Ultimately, it is important to recognize that not all couples begin their relationships with the same level of commitment. In some cases, individuals may enter into a second marriage without the benefit of biological children, yet still deserve the same level of affection and commitment as any other couple.
While there are instances where individuals enter into a relationship after a period of courtship, I believe that the decision of whether or not to pursue a romantic relationship is ultimately up to the individual. Each person is the best judge of whether a relationship is right for them and can make decisions about their own life.
The decision to have a child is a personal one. Regardless of whether or not you choose to have a child, it is important to enjoy the experience of a life without any conditions and to embrace the challenges and rewards that come with it. As for the relationship between husband and wife, it is important to maintain a positive and supportive dynamic. It is not necessary to adhere to the advice and expectations of others. The decision of how to spend the rest of your lives is yours to make. I wish you happiness and good health.


Comments
I can understand how upsetting and confusing those comments must have been for you. Love isn't just about having biological children together; it's about the bond and commitment that you share with your partner.

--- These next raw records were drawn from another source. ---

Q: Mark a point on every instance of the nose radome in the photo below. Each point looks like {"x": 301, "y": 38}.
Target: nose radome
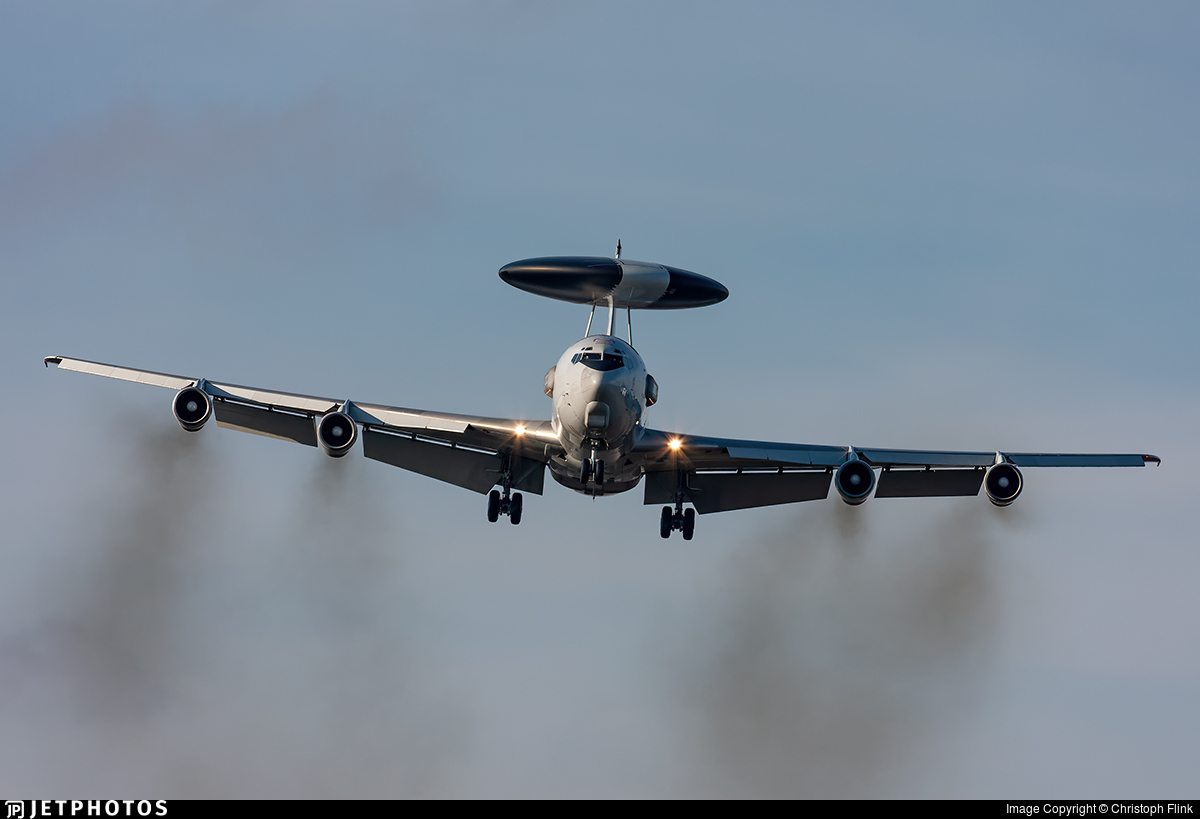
{"x": 597, "y": 417}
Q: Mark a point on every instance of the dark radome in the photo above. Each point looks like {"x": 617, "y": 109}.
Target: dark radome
{"x": 690, "y": 290}
{"x": 580, "y": 279}
{"x": 591, "y": 279}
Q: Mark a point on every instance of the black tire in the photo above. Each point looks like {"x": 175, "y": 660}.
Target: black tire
{"x": 689, "y": 524}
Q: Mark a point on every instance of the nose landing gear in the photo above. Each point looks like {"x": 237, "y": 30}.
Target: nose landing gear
{"x": 678, "y": 519}
{"x": 592, "y": 470}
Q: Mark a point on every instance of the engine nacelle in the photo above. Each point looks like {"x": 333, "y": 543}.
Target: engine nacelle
{"x": 855, "y": 482}
{"x": 336, "y": 432}
{"x": 192, "y": 407}
{"x": 1002, "y": 484}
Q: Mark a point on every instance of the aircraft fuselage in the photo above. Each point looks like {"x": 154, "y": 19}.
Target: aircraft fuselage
{"x": 599, "y": 394}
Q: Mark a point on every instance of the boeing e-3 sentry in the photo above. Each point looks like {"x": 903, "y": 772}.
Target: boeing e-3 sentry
{"x": 597, "y": 441}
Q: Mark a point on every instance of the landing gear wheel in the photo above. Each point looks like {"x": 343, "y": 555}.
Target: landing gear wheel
{"x": 689, "y": 524}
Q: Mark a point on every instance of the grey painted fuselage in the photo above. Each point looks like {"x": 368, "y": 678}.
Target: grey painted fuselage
{"x": 599, "y": 395}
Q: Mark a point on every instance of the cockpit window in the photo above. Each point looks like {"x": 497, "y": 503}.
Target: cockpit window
{"x": 599, "y": 360}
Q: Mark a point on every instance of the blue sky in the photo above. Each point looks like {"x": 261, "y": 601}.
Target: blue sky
{"x": 941, "y": 226}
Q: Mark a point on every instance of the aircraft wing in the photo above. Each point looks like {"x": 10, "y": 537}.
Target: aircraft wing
{"x": 717, "y": 474}
{"x": 467, "y": 450}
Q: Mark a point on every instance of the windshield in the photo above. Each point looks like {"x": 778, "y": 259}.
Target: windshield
{"x": 599, "y": 360}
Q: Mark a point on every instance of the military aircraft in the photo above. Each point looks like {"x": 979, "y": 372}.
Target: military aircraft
{"x": 597, "y": 441}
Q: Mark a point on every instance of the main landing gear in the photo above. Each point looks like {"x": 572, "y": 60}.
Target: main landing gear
{"x": 509, "y": 503}
{"x": 679, "y": 519}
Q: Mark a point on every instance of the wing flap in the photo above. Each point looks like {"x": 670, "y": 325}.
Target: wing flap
{"x": 462, "y": 467}
{"x": 929, "y": 483}
{"x": 270, "y": 423}
{"x": 924, "y": 458}
{"x": 724, "y": 491}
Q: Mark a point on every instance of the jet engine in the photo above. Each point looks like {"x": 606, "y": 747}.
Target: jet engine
{"x": 192, "y": 407}
{"x": 853, "y": 480}
{"x": 1002, "y": 484}
{"x": 336, "y": 432}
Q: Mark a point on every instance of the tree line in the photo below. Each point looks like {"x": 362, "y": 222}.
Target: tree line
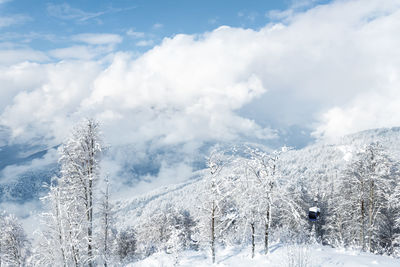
{"x": 247, "y": 197}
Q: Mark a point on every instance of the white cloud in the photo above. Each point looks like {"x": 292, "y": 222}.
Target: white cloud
{"x": 66, "y": 12}
{"x": 97, "y": 38}
{"x": 12, "y": 56}
{"x": 145, "y": 43}
{"x": 6, "y": 21}
{"x": 158, "y": 26}
{"x": 135, "y": 34}
{"x": 320, "y": 69}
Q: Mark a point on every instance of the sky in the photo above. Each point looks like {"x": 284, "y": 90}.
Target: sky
{"x": 180, "y": 74}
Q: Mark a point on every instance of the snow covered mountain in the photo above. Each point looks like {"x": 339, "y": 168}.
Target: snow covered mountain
{"x": 322, "y": 160}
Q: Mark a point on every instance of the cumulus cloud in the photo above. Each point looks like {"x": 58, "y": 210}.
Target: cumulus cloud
{"x": 66, "y": 12}
{"x": 6, "y": 21}
{"x": 98, "y": 38}
{"x": 332, "y": 68}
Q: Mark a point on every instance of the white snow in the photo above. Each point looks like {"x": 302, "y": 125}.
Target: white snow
{"x": 280, "y": 255}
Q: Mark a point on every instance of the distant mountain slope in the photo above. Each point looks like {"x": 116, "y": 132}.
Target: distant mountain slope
{"x": 322, "y": 160}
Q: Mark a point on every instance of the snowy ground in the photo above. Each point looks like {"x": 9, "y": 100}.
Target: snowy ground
{"x": 282, "y": 256}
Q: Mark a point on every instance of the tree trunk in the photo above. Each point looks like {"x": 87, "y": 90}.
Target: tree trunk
{"x": 90, "y": 191}
{"x": 362, "y": 226}
{"x": 253, "y": 244}
{"x": 266, "y": 233}
{"x": 370, "y": 215}
{"x": 213, "y": 232}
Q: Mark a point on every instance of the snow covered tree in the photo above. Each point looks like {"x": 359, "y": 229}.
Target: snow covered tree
{"x": 269, "y": 190}
{"x": 14, "y": 245}
{"x": 217, "y": 207}
{"x": 68, "y": 235}
{"x": 367, "y": 186}
{"x": 126, "y": 245}
{"x": 79, "y": 174}
{"x": 106, "y": 226}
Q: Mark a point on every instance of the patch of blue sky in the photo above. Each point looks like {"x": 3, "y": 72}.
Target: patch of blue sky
{"x": 141, "y": 24}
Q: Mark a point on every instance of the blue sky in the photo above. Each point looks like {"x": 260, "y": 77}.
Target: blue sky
{"x": 141, "y": 24}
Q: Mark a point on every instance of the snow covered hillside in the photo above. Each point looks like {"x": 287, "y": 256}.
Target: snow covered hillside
{"x": 281, "y": 255}
{"x": 322, "y": 160}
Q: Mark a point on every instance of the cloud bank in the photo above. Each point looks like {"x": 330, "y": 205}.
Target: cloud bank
{"x": 333, "y": 68}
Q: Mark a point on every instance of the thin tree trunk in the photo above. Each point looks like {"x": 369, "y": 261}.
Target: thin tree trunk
{"x": 213, "y": 232}
{"x": 253, "y": 244}
{"x": 90, "y": 217}
{"x": 362, "y": 226}
{"x": 266, "y": 233}
{"x": 370, "y": 215}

It's tough hearing such harsh words from a friend. But remember, every family is unique. The love and respect between you and your husband are what truly matter and can certainly evolve into a deep, lasting connection.
Your relationship deserves to be defined by your own experiences and emotions, not by societal expectations or the opinions of others. True affection knows no bounds and doesn't need a biological link to flourish.
It's heartbreaking when someone undermines your relationship like that. However, second marriages can be just as loving and strong as any other. What you build together, including how you choose to integrate all your children, is valid and beautiful in its own way.
Facing criticism about your family can be really challenging. But the affection and partnership you share don't need external validation. Your journey together, with all its complexities, is worthy of love and respect.